Persyaratan sifat dan sikap seorang konselor melalui suatu realitas tingkah laku agar dapat
melaksanakan hubungan dengan klien, diantaranya yaitu; mempunyai kemampuan empati, menerima klien apa
adanya, mampu menghargai klien, mampu memperhatikan yang dikemukakan klien, mampu membina
keakraban, memperhatikan sikap keaslian tidak berpura-pura kepada konseli, dan konseling pendekatan realita
yang mendasar dari kesesuaian atau ketidak sesuaian tingkah laku klien yang dikembangkan dari sisi praktis,
sosial, maupun moralnya, konselor mengharapkan sikap keterbukaan baik menerima maupun mengemukakan
dari segala masalah klien. Konselor tanggung jawab untukj dapat memenuhi kebutuhan psikologis kliennya, dan
dalam konseling, konselor dapat mengungkapkan dalam pengakuan kesalahan sendiri.
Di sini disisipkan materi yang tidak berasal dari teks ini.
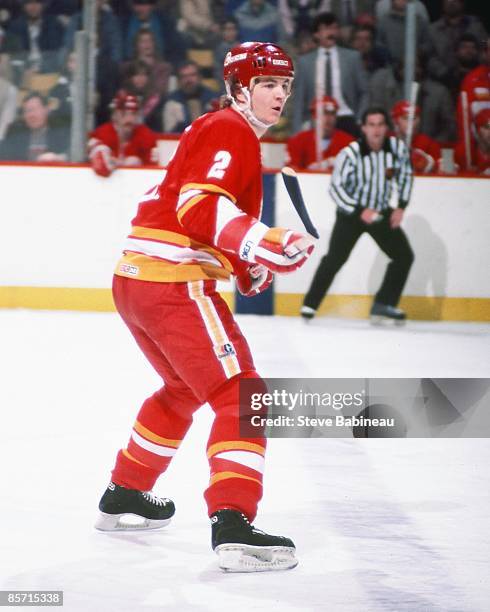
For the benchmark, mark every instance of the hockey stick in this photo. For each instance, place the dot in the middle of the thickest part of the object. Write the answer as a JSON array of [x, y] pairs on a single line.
[[414, 90], [292, 185]]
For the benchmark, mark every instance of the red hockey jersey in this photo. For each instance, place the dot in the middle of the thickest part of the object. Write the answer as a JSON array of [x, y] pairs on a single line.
[[425, 154], [218, 154], [480, 160], [142, 142], [477, 87], [302, 149]]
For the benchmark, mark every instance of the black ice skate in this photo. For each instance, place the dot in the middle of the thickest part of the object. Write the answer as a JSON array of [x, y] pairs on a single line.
[[122, 509], [242, 548], [307, 313], [382, 312]]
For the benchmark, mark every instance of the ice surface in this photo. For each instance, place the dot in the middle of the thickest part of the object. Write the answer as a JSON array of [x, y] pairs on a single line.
[[380, 525]]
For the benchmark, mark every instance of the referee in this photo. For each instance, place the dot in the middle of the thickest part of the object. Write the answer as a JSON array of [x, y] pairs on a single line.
[[361, 187]]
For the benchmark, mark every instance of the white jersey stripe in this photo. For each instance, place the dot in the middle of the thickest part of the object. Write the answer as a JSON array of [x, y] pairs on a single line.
[[215, 329], [162, 451], [251, 460], [171, 252]]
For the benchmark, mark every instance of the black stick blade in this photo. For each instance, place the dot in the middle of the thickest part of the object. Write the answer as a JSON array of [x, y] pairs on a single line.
[[292, 185]]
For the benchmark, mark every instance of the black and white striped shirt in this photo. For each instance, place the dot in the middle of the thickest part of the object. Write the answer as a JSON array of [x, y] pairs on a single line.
[[363, 178]]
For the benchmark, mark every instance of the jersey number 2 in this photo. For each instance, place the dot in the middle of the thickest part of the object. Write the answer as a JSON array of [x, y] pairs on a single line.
[[222, 160]]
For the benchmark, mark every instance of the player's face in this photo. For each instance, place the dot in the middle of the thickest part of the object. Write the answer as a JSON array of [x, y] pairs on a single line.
[[33, 9], [35, 114], [328, 123], [269, 94], [126, 120], [375, 130]]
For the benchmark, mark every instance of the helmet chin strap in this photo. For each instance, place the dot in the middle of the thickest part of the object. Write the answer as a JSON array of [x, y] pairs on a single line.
[[246, 107]]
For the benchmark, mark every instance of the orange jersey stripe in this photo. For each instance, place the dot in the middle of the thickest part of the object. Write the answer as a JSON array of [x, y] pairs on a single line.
[[149, 435], [210, 187], [224, 475], [238, 445]]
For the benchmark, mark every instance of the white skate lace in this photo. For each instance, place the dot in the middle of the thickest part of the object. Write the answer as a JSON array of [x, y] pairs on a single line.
[[153, 499]]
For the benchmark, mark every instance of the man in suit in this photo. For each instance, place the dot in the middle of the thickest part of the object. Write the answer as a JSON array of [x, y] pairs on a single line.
[[333, 71]]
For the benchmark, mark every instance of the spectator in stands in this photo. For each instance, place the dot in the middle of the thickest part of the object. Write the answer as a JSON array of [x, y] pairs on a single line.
[[350, 12], [437, 111], [138, 83], [341, 73], [64, 7], [425, 152], [40, 35], [477, 157], [8, 104], [258, 20], [297, 17], [123, 141], [144, 16], [383, 7], [445, 33], [190, 100], [229, 39], [475, 89], [391, 31], [62, 93], [197, 23], [34, 138], [146, 51], [305, 42], [467, 59], [109, 38], [303, 151], [373, 57]]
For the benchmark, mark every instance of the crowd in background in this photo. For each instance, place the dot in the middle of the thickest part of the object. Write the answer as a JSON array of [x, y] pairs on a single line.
[[169, 55]]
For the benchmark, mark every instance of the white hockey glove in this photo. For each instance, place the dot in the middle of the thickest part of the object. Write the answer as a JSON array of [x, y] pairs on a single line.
[[102, 161], [255, 280], [278, 249]]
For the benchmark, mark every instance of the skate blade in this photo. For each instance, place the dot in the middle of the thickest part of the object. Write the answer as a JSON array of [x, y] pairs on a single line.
[[127, 522], [379, 321], [245, 558]]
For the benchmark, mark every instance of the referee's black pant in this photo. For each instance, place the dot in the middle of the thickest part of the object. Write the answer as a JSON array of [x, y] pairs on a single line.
[[346, 232]]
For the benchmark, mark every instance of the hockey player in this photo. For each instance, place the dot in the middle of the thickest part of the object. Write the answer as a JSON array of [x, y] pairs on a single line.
[[480, 151], [123, 141], [199, 225], [425, 152], [302, 149]]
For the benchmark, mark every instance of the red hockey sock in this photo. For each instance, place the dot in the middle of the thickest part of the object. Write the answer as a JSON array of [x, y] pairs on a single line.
[[236, 463], [157, 433]]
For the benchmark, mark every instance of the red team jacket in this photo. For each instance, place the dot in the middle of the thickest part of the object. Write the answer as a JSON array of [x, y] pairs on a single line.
[[302, 148], [476, 84], [143, 140], [219, 154], [425, 153], [480, 161]]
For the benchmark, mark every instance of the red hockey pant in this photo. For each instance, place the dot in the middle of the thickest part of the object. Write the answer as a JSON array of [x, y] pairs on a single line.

Pendekatan konseling “Behavioristik-Reality Therapy” mempunyai tujuan dalam pengungkapan masalah
klien yaitu;
1) Agar klien semakin sadar dan mengerti secara praktis dari realita dalam tingkah lakunya bahwa kenyataan
dari ketidak logisan klien dalam berfikir dan berbuat, ada hambatan, gangguan atau kesulitan-kesulitan
emosional dalam melihat fakta yang ada, menjadi memahami.
2) Konselor sebagai terapis berusaha agar klien semakin sadar pikirannya dengan kata-katanya sendiri
penyebab cara berfikir tindakan yang tidak logis merupakan penyebab gangguan emosi dan tingkah lakunya
yang kurang tepat.
3) Mengadakan pendekatan yang tegas, melatih klien untuk bertingkah laku dan bisa berfikir serta berbuat
yang lebih rasional dan realistis hingga dapat dipercaya perbuatannya.